I heard from two people this week (one is 11, the other twice that) who were forbidden to use Wikipedia to do homework.

When I was in b-school, I admit that I discovered a shortcut. I had to write a long paper on Castro. I went to the magnificent Stanford library, found a great book on Castro, opened to the bibliography and found ten sources. Which I then laboriously paged through, spending hours and hours in order to find the facts I needed.

Then, facts in hand, I was able to do the actually useful part… I synthesized some new ideas and wrote a paper.

Apparently, going through the act of finding the books, sorting through them, reading a lot of chaff and eventually finding the facts is an essential skill for an 11-year-old kid. And for a college sophomore. Essential enough to be responsible for 80% of the time they spend on the work itself?

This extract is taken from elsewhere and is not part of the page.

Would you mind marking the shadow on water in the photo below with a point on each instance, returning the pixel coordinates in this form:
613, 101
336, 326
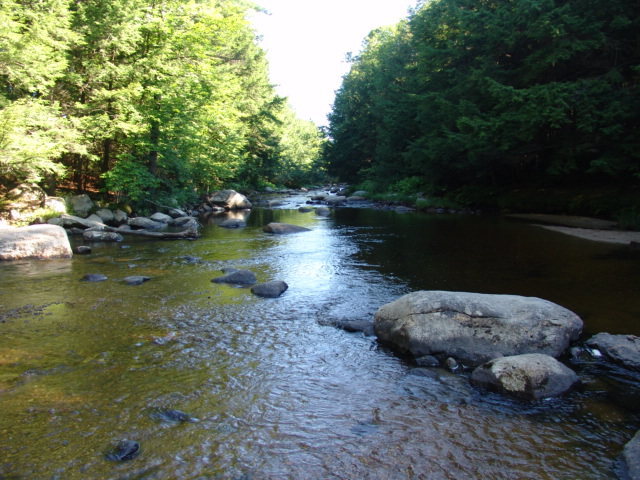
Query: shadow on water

Selecting the facts is an important part of the process. Finding them shouldn’t be.

I don’t know about you, but when I hire someone, or go to the doctor or the architect or an engineer, I could care less about how good they are at memorizing or looking up facts. I want them to be great at synthesizing ideas, the faster and more insightfully, the better.

Until just recently, law students had to learn a painstaking process to look up cases by hand. No longer. The academy realized that teaching students to be great at Lexis was a smart idea.

Please don’t tell me that Wikipedia isn’t a real encyclopedia or one that can’t be trusted. Perhaps it can’t be trusted if you’re prepping for a Presidential debate, but it is sure good enough to help me learn what I need to learn–which is how to quickly take a bunch of facts and turn them into a new and useful idea.

Here’s what just about every exam ought to be: "Use Firefox to find the information you need to answer this question:" And as the internet gets smarter, the questions are going to have to get harder. Which is a good thing.

Until teachers get unstuck, our kids are going to be stuck and so will we.